The AI Power Struggle | Artifocial Blog

TL;DR: The week OpenAI rushed to fill Anthropic's Pentagon seat, shipped two models in four days, Alibaba's 9B model embarrassed 120B rivals, and your phone learned to order dinner.

Watch our video: on Youtube or Rumble

The Big Story: The Pentagon-AI Triangle

The most consequential AI story of the week wasn't a model release — it was the fallout from Anthropic's refusal to grant unrestricted military access to Claude.

The backstory: on February 27, the Trump administration banned Anthropic from federal use and the Pentagon designated the company a "supply chain risk" after Anthropic held firm on its red lines — no autonomous weapons, no domestic mass surveillance. The very next day, OpenAI announced it had signed a contract to deploy its models on the Pentagon's classified networks.

The optics were brutal. By March 3, CEO Sam Altman admitted the deal "looked opportunistic and sloppy" and announced amendments adding explicit language that OpenAI systems would not be used for domestic surveillance of U.S. persons. The Pentagon also confirmed intelligence agencies like the NSA would require a separate contract modification to access OpenAI's services. Anthropic CEO Dario Amodei went further, calling OpenAI's public messaging around the deal "straight up lies."

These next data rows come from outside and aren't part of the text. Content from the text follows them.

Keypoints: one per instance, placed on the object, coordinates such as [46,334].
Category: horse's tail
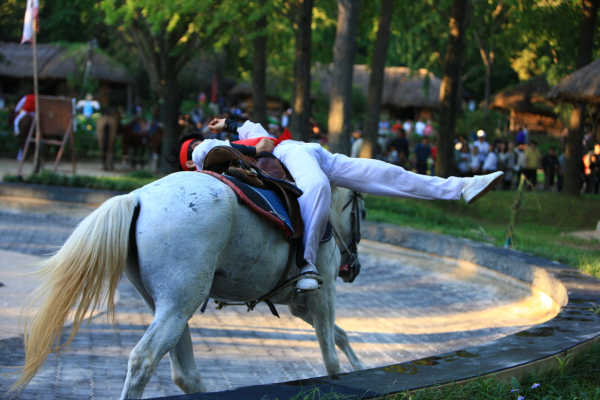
[81,277]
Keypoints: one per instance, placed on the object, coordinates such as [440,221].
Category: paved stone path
[405,305]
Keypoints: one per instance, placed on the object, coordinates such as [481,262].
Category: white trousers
[315,169]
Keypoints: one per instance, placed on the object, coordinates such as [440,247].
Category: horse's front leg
[320,313]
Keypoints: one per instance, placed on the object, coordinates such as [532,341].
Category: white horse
[179,240]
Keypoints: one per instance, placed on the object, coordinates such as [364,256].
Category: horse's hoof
[307,284]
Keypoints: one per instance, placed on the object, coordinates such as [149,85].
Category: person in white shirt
[315,169]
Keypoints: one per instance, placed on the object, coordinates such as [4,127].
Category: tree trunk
[371,124]
[259,73]
[449,95]
[344,52]
[169,103]
[300,121]
[574,150]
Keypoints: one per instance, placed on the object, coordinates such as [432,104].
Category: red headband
[183,154]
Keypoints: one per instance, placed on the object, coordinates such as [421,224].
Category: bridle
[352,247]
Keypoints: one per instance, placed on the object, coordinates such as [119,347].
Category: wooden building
[525,104]
[58,68]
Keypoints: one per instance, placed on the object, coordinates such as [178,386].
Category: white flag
[31,12]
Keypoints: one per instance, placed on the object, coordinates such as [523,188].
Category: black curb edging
[574,330]
[57,193]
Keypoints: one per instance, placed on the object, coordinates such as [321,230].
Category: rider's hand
[265,145]
[216,125]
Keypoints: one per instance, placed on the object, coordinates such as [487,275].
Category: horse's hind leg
[162,335]
[183,367]
[321,315]
[184,372]
[341,340]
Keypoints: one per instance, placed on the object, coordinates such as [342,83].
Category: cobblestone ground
[404,306]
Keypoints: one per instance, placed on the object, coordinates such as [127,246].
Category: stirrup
[310,275]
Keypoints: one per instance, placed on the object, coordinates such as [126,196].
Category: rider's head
[181,156]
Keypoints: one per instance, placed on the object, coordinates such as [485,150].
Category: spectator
[533,158]
[520,161]
[285,118]
[591,162]
[483,147]
[88,105]
[25,106]
[490,164]
[197,114]
[421,155]
[397,125]
[428,131]
[588,141]
[420,127]
[520,137]
[400,143]
[384,127]
[464,160]
[407,127]
[507,162]
[475,166]
[357,141]
[551,167]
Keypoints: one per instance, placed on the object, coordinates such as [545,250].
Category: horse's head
[347,212]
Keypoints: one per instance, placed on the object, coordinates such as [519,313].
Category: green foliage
[471,121]
[541,232]
[121,184]
[574,379]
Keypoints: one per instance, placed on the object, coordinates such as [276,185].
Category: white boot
[474,188]
[309,282]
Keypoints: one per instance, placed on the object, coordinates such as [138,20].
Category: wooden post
[38,132]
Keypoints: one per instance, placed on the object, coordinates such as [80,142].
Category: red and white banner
[31,12]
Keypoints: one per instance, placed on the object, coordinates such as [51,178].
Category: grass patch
[541,226]
[571,380]
[126,183]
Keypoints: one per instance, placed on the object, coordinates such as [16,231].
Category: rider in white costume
[314,169]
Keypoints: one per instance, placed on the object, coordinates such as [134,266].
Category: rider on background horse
[315,169]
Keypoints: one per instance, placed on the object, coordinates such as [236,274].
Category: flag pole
[38,132]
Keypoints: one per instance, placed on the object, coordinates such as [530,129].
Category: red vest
[29,105]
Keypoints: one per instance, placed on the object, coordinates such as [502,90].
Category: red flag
[31,12]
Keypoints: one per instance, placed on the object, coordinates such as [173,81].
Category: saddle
[264,173]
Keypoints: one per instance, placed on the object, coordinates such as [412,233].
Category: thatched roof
[582,85]
[402,87]
[58,62]
[528,96]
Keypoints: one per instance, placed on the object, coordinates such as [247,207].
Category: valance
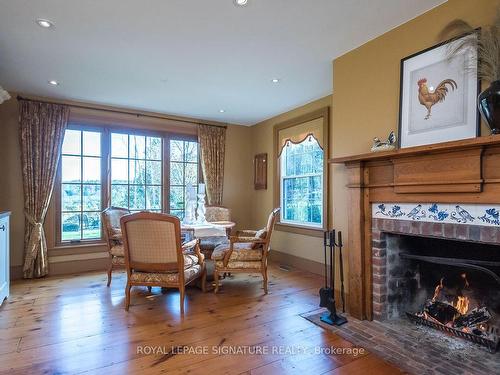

Internally, OpenAI staff weren't happy either. CNN reported that many employees "really respect" Anthropic for standing up to the Pentagon and are frustrated with their own company's handling of the situation. Meanwhile, over 100 Google DeepMind employees signed an internal letter to chief scientist Jeff Dean opposing military applications of Gemini for surveillance or autonomous weapons.

By March 5, Anthropic was back at the negotiating table with the Pentagon in what the Financial Times described as a last-ditch effort to reach acceptable terms. The consumer response was unexpected: Anthropic surged to the top of Apple's App Store download charts, its refusal to comply becoming a trust signal that drove adoption.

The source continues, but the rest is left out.